Même une fois emballés, les modules peuvent encore subir un test visuel qui détectera les éventuelles lacunes des processus automatisés
Ce que vous ne verrez pas
Évidemment, il est au sein d'une entreprise High-Tech comme Kingston des éléments que la marque ne tient pas à dévoiler au public, ou plutôt aux concurrents. C'est le cas du contenu du laboratoire AVL (Advanced Validation Labs). Ce laboratoire est indépendant, bien qu'installé, pour des raisons pratiques, dans les locaux de Kingston. Le rôle de celui-ci est d'opérer des tests poussés dont les critères sont fixés par les différents clients de Kingston. Points communs à tous ces tests : un environnement humide et des températures extrêmes, qu'elles soient hautes ou basses. Les modules sont ensuite testés sur les toutes les plates-formes pour lesquelles ils sont destinés, des serveurs aux notebooks. Si les tests ne se révèlent pas satisfaisants, le laboratoire prévient Kingston qui doit alors revoir sa copie. Les tests reprennent alors du début, jusqu'à obtention d'un résultat parfait.Il y a enfin les bureaux des ingénieurs, disposant des prochains produits Kingston ; nos appareils photo étaient évidemment proscrits et même nos yeux devaient se tenir éloignés des écrans et autres plates-formes de test. Vous n'en saurez donc pas davantage aujourd'hui à ce propos.
Quels nouveaux produits pour Kingston ?
- des barrettes de 3 et 6 Go cadencés à 2 000 MHz en CAS7 fonctionnant à 1,65V , comme le conseille Intel ;
- des modules toujours disponibles en 3 et 6 Go, mais dont la fréquence a été poussée à 2 133MHz en CAS9, toujours à 1,65V. On peut se poser la question de l'intérêt de barrettes fonctionnant à cette fréquence sur le socket LGA1366 tant il est déjà complexe de faire fonctionner à leur fréquence d'origine des modules prévus pour tourner à 2 GHz (voir notre comparatif de 4 kits de DDR3 pour plus d'informations).

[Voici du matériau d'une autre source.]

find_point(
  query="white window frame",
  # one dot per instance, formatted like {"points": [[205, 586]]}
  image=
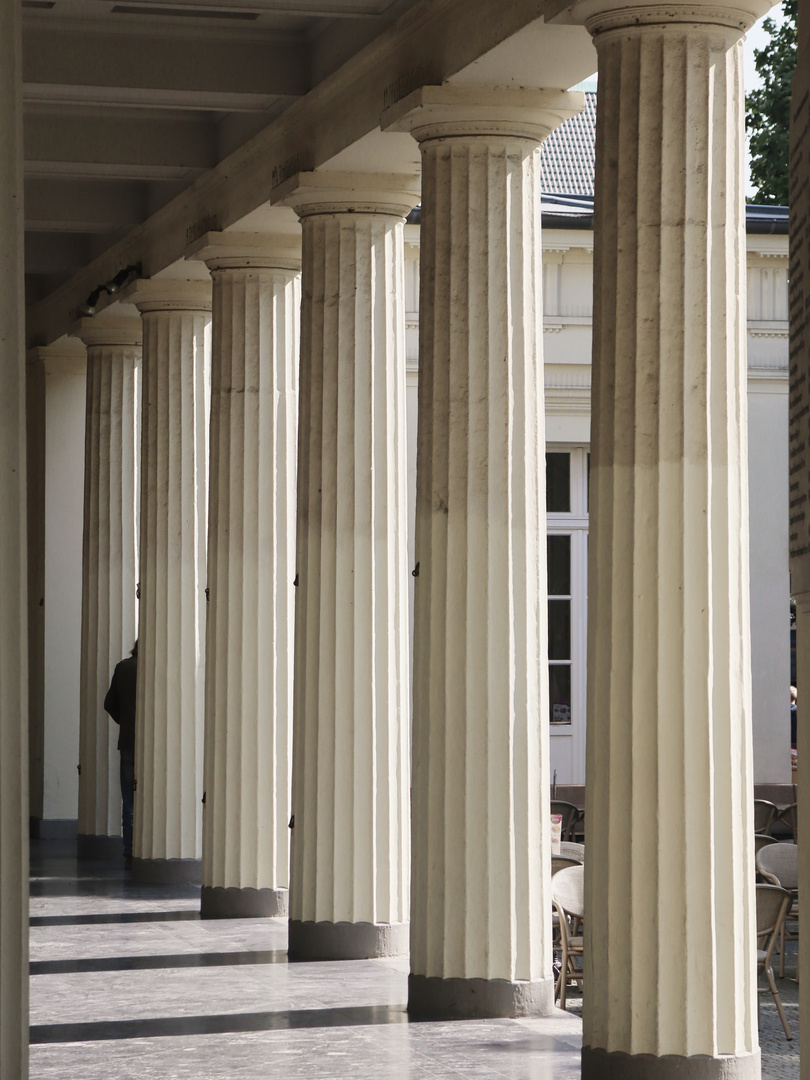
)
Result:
{"points": [[568, 740]]}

Les perspectives à court terme
Parmi les travaux sur lesquels Kingston nous a avoué travailler, on trouve plusieurs sujets intéressants :- Des kits 12 Go, qui arriveraient rapidement pour les sockets LGA1366 (en triple channel, 3x4 Go) et LGA1156 (en double channel, 2x6 Go) ;
- De nouvelles normes JEDEC DDR3-1866 et DDR3-2133, dont les paramètres sont en cours de définition par les quelques 300 membres qui composent l'association Electronic Industries Alliance ;
- De la DDR3 fonctionnant à basse tension (1,35V), qui devrait commencer à être produite l'année prochaine, mais qui a déjà été présentée au dernier IDF.
Les perspectives à long terme : la DDR4
De la DDR4 enfin, dont la production ne débutera pas avant 2011 et plus probablement 2012. Evoqué pour la première fois à l'IDF 2008 à San Francisco, ce type de mémoire poursuivra les efforts entrepris par les fabricants pour concilier des fréquences toujours plus élevées à des tensions de fonctionnement toujours plus basses. Ainsi, alors que la DDR2 fonctionne à 1,8 V et la DDR3 à 1,5 V, la DDR4 devrait utiliser une tension d'alimentation de 1,2 V seulement, voire moins vers l'année 2013 pour atteindre la barre symbolique du volt. Côté fréquences, ces futurs modules devraient fonctionner entre 1 600 et 3 200 MHz.Si ces dates peuvent paraître éloignées, elles n'en sont pas forcément fantaisistes puisque des constructeurs sont d'ores et déjà à pied d'œuvre : cette année, Samsung a présenté une puce mémoire gravée en 40 nm, une avancée technologique que beaucoup considère comme significative dans l'arrivée de la DDR4.